In general, in this study, the LI was significantly lower in MCM7 than in PCNA in salivary gland tumors. MCM proteins remain inactive in the G1 phase, until the S phase is activated to start replication. From the G1 phase to S phase, the MCM undergoes phosphorylation, and these changes help subsequent gathering of other replication members, while PCNA is observed in late G1 phase and in S phase. Its expression increases in these phases and then decreases in phase G2-M, but PCNA is still observed in these phases.[353637] PCNA is involved in both DNA replication and repair, which can lead to its presence in large quantities even in nonproliferating cells. Unlike PCNA, MCM proteins have a role only in the DNA replication process.[38] The longer fluctuation and presence of PCNA during the cell cycle might be the cause of its higher expression than MCM7, which is more stable during the cell cycle.[38]

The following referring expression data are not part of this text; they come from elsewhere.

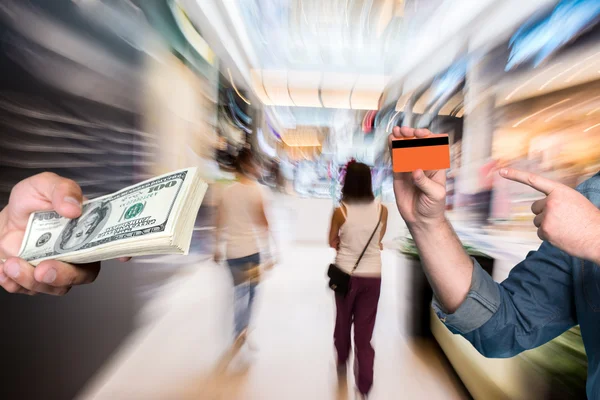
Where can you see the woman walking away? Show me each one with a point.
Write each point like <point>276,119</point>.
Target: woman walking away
<point>358,219</point>
<point>241,216</point>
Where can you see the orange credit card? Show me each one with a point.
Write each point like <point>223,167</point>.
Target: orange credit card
<point>430,153</point>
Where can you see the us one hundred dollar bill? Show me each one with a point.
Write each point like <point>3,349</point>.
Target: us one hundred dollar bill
<point>153,217</point>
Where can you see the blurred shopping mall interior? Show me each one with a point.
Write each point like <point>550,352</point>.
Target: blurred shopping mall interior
<point>113,92</point>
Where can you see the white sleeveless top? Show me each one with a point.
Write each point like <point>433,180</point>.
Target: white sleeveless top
<point>240,204</point>
<point>361,220</point>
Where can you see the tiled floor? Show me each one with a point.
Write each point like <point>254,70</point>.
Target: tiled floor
<point>180,351</point>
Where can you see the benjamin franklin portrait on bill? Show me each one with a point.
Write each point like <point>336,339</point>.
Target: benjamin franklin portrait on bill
<point>83,229</point>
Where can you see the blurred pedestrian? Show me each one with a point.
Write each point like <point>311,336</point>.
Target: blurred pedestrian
<point>241,217</point>
<point>358,254</point>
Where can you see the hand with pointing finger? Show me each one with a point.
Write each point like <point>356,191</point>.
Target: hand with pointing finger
<point>45,191</point>
<point>565,218</point>
<point>420,195</point>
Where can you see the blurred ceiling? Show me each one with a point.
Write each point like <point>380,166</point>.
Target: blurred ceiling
<point>572,68</point>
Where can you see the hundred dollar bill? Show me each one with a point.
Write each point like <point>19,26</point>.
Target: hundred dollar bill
<point>140,219</point>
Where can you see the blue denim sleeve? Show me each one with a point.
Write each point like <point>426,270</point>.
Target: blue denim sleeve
<point>532,306</point>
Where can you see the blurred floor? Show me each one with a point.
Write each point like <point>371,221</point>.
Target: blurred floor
<point>180,349</point>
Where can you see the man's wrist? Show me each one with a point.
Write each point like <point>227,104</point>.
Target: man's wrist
<point>425,226</point>
<point>3,222</point>
<point>594,246</point>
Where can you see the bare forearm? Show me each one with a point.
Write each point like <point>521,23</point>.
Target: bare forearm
<point>445,262</point>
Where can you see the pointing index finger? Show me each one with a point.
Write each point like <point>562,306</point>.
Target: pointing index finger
<point>537,182</point>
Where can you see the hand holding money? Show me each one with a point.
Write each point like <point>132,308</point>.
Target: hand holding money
<point>45,191</point>
<point>65,237</point>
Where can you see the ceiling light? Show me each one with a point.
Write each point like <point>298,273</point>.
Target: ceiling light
<point>539,112</point>
<point>528,81</point>
<point>591,127</point>
<point>235,88</point>
<point>567,70</point>
<point>593,111</point>
<point>570,108</point>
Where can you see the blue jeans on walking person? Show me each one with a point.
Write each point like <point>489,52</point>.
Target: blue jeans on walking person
<point>244,281</point>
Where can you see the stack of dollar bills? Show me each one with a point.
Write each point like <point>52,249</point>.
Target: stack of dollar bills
<point>156,216</point>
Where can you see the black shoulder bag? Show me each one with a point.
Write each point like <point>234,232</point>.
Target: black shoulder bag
<point>339,281</point>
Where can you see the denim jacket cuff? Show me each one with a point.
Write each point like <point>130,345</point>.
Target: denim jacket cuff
<point>481,304</point>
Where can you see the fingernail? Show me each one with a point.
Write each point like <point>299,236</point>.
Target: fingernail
<point>50,276</point>
<point>73,200</point>
<point>12,269</point>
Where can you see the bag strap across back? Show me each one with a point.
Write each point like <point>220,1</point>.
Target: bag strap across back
<point>368,243</point>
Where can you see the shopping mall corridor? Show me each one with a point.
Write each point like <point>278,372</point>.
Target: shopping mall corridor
<point>180,348</point>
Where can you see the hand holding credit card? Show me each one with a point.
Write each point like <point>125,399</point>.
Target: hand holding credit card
<point>426,153</point>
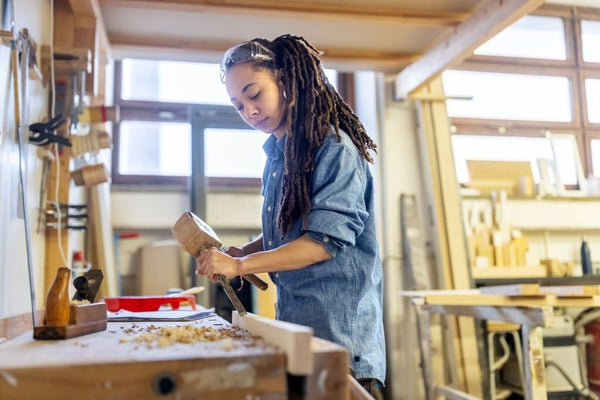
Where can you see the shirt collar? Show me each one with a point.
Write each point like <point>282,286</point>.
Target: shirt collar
<point>274,147</point>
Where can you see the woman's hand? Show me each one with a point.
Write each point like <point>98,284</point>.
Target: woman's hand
<point>213,262</point>
<point>234,251</point>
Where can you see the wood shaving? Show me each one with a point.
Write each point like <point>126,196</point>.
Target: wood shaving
<point>169,335</point>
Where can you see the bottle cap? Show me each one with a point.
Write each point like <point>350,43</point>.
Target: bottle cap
<point>78,256</point>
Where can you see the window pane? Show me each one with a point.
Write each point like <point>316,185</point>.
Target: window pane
<point>592,94</point>
<point>508,96</point>
<point>178,82</point>
<point>530,37</point>
<point>172,81</point>
<point>235,153</point>
<point>513,148</point>
<point>154,148</point>
<point>590,38</point>
<point>596,156</point>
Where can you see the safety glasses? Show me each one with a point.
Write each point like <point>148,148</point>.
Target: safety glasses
<point>243,52</point>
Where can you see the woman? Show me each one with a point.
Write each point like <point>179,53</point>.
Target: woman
<point>318,237</point>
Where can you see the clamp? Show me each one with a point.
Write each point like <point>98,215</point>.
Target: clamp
<point>43,132</point>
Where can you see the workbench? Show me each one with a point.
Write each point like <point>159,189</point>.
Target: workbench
<point>530,306</point>
<point>114,364</point>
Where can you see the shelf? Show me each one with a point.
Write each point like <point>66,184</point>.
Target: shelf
<point>543,281</point>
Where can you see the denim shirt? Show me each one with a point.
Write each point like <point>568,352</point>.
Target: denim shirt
<point>340,298</point>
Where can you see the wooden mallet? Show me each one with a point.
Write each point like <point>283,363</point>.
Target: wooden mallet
<point>195,236</point>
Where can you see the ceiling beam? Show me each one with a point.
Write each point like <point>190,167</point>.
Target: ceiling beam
<point>344,59</point>
<point>486,21</point>
<point>315,10</point>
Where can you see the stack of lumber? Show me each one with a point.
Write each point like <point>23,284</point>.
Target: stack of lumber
<point>518,295</point>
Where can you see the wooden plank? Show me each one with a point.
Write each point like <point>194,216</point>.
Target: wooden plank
<point>357,392</point>
<point>314,10</point>
<point>292,338</point>
<point>481,25</point>
<point>16,325</point>
<point>56,247</point>
<point>454,394</point>
<point>533,360</point>
<point>530,316</point>
<point>571,290</point>
<point>253,377</point>
<point>515,301</point>
<point>526,289</point>
<point>376,60</point>
<point>330,370</point>
<point>450,239</point>
<point>509,272</point>
<point>102,366</point>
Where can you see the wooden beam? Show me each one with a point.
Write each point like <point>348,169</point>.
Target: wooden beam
<point>530,316</point>
<point>213,50</point>
<point>489,19</point>
<point>314,10</point>
<point>294,339</point>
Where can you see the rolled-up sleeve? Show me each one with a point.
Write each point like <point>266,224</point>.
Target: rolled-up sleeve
<point>338,204</point>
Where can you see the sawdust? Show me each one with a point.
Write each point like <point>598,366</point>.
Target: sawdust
<point>154,336</point>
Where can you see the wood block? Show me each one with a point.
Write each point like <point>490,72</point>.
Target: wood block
<point>498,256</point>
<point>293,339</point>
<point>527,289</point>
<point>329,377</point>
<point>83,319</point>
<point>486,251</point>
<point>571,290</point>
<point>81,313</point>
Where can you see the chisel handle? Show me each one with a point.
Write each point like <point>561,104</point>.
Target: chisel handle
<point>256,281</point>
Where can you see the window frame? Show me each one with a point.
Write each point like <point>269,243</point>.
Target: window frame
<point>573,68</point>
<point>217,115</point>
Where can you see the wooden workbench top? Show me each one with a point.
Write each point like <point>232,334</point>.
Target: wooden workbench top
<point>118,344</point>
<point>113,364</point>
<point>124,363</point>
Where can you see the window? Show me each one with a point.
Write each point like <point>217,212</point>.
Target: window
<point>590,40</point>
<point>526,81</point>
<point>537,37</point>
<point>515,148</point>
<point>508,96</point>
<point>153,139</point>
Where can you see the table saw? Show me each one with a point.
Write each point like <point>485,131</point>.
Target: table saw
<point>123,362</point>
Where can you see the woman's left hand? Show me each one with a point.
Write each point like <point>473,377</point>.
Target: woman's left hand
<point>213,262</point>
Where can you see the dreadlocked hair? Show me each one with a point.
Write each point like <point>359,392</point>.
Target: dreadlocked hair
<point>313,107</point>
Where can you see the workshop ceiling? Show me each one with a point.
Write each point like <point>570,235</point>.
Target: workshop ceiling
<point>419,38</point>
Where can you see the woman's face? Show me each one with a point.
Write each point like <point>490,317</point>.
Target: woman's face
<point>257,94</point>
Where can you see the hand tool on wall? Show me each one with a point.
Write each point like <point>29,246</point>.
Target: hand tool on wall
<point>87,285</point>
<point>195,236</point>
<point>22,175</point>
<point>64,320</point>
<point>237,304</point>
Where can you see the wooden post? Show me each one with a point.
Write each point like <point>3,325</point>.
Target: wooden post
<point>451,240</point>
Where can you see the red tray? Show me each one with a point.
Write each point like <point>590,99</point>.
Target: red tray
<point>146,303</point>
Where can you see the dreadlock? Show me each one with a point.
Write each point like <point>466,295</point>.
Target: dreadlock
<point>313,107</point>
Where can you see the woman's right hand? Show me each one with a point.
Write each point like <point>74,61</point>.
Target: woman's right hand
<point>234,251</point>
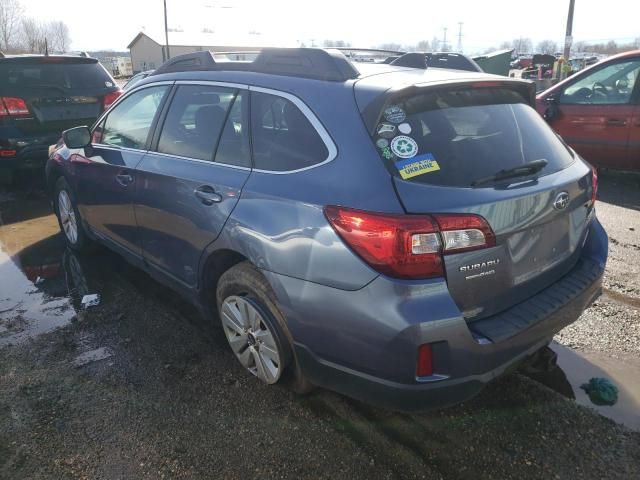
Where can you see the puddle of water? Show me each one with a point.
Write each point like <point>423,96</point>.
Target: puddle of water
<point>580,367</point>
<point>34,287</point>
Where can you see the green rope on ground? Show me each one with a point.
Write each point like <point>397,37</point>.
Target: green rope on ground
<point>601,391</point>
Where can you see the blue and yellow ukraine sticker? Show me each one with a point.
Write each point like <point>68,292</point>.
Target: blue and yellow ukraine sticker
<point>412,167</point>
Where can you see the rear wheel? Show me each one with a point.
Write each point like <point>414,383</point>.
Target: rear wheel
<point>69,217</point>
<point>255,328</point>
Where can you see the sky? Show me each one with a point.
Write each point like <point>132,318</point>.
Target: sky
<point>486,23</point>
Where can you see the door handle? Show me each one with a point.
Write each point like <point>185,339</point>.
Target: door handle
<point>124,179</point>
<point>207,195</point>
<point>616,122</point>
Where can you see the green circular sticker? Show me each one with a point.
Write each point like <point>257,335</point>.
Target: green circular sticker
<point>386,130</point>
<point>395,114</point>
<point>382,143</point>
<point>404,147</point>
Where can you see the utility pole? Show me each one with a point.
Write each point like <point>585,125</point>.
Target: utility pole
<point>460,37</point>
<point>569,38</point>
<point>166,31</point>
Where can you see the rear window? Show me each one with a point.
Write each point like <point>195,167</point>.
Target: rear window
<point>66,76</point>
<point>454,138</point>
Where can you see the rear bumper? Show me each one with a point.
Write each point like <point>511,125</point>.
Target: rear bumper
<point>363,343</point>
<point>31,151</point>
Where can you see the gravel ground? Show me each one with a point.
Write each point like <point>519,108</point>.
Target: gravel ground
<point>140,387</point>
<point>612,324</point>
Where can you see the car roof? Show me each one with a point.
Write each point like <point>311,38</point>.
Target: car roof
<point>38,58</point>
<point>620,56</point>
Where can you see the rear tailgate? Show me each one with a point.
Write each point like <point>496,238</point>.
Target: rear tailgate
<point>439,142</point>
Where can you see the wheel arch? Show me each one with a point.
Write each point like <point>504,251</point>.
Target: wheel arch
<point>213,266</point>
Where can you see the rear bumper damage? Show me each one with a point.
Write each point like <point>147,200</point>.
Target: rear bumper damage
<point>363,343</point>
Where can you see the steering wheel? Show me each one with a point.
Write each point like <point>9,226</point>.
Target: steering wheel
<point>598,88</point>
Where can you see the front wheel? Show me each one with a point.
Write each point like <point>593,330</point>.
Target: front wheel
<point>69,217</point>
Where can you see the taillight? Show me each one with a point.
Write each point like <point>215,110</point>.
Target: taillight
<point>13,106</point>
<point>409,246</point>
<point>464,232</point>
<point>110,97</point>
<point>424,365</point>
<point>594,185</point>
<point>404,246</point>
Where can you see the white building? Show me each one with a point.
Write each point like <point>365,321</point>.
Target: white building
<point>148,51</point>
<point>117,66</point>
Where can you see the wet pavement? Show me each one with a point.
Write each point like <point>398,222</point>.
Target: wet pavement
<point>140,386</point>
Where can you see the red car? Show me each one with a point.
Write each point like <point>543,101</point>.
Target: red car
<point>597,111</point>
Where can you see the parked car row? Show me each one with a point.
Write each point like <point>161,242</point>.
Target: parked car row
<point>42,95</point>
<point>399,234</point>
<point>597,111</point>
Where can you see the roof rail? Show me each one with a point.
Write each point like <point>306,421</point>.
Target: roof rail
<point>313,63</point>
<point>411,60</point>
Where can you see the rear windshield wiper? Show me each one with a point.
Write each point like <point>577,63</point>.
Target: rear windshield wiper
<point>52,86</point>
<point>520,171</point>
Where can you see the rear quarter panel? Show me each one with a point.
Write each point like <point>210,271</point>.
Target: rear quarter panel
<point>279,223</point>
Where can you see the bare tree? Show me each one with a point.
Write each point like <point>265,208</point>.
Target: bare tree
<point>580,47</point>
<point>547,47</point>
<point>522,45</point>
<point>435,44</point>
<point>10,16</point>
<point>336,44</point>
<point>57,34</point>
<point>33,36</point>
<point>391,46</point>
<point>423,46</point>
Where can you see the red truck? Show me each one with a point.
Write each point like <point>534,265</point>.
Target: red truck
<point>597,111</point>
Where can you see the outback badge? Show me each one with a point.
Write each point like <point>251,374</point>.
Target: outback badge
<point>561,201</point>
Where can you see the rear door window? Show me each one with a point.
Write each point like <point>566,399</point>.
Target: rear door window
<point>283,137</point>
<point>195,121</point>
<point>455,138</point>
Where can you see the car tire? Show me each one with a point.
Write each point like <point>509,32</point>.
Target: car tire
<point>255,328</point>
<point>66,208</point>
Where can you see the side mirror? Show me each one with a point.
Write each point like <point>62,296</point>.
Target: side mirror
<point>78,137</point>
<point>552,110</point>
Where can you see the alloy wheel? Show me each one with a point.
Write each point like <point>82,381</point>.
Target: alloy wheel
<point>67,217</point>
<point>251,339</point>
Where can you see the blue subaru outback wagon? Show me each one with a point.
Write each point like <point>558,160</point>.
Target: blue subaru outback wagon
<point>396,233</point>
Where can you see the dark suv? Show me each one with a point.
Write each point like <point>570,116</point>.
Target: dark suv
<point>397,233</point>
<point>42,95</point>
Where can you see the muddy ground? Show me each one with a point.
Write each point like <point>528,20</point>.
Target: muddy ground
<point>141,387</point>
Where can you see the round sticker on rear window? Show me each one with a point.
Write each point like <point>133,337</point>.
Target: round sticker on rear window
<point>404,128</point>
<point>395,114</point>
<point>382,143</point>
<point>386,130</point>
<point>404,147</point>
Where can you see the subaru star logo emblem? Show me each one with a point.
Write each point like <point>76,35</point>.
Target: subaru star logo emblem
<point>561,201</point>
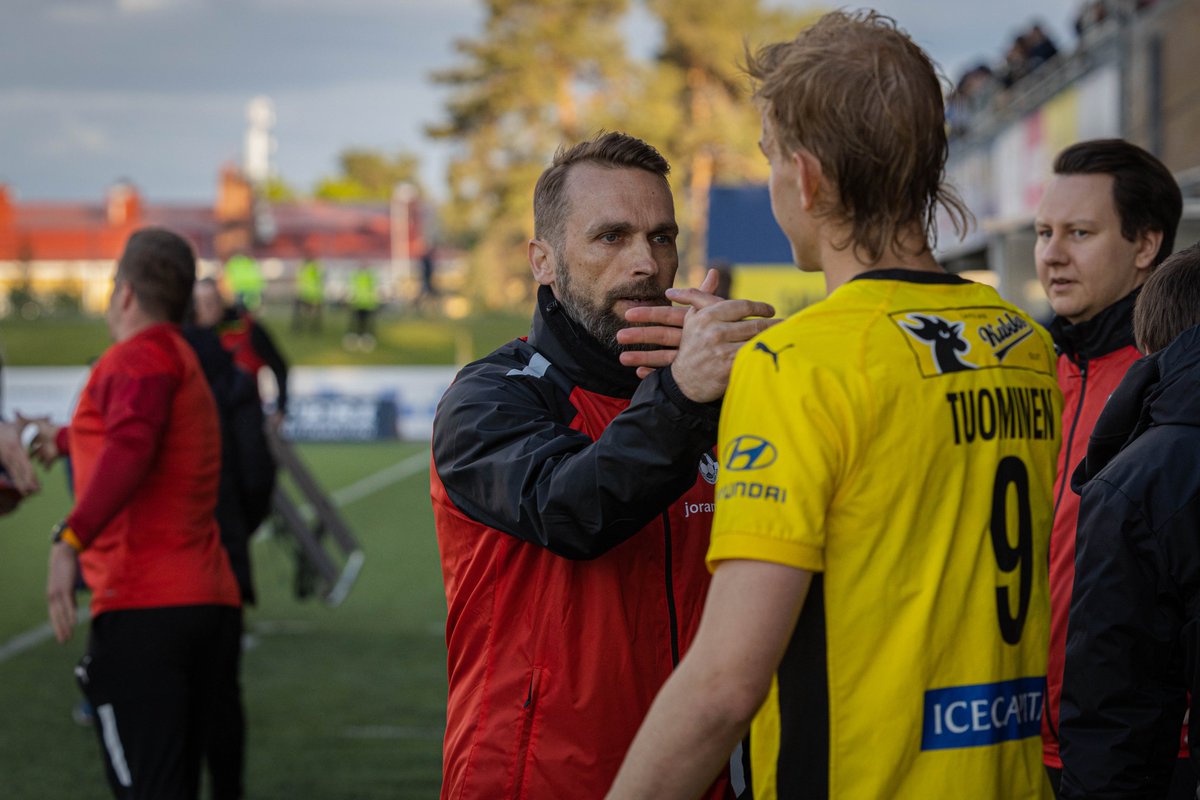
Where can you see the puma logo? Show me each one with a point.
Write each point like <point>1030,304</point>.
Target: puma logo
<point>773,354</point>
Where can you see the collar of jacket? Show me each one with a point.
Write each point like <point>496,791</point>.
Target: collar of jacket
<point>1159,389</point>
<point>576,353</point>
<point>1107,332</point>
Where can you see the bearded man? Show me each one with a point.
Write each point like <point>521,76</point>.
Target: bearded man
<point>573,489</point>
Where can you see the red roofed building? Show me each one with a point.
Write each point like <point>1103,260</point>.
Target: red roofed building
<point>71,247</point>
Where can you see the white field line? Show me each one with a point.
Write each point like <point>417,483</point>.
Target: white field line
<point>342,497</point>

In our study, no significant difference was seen in lymphatic metastasis between MCM7 and PCNA expression. Since the number of metastasis samples was low, it was not possible to make a proper conclusion.

It seems that it would be more precise if there were more cases to evaluate the difference between the grades of MEC and histologic types of AdCC. Further studies are suggested to include some cases of recurrent PA and compare the differences between the PA cases with and without recurrent PAs. With all controversies in former studies, it has been concluded that the prognostic significance of the whole MCM family is more accurate than that of one MCM protein individually.[39]

CONCLUSION

Low expression of MCM7 in common salivary gland tumors and absence of relationship with malignancy in these tumors may suggest more studies on MCM family to find a more proper diagnostic marker in these tumors. MEC cases showed a different expression of MCM7 in their components, and the expression was very low. Therefore, further studies are suggested to be conducted on this tumor. According to previous studies on PCNA, this marker seems to be more reliable in salivary gland tumors.

Financial support and sponsorship

Nil.

Conflicts of interest

The authors of this manuscript declare that they have no conflicts of interest, real or perceived, financial or non-financial in this article.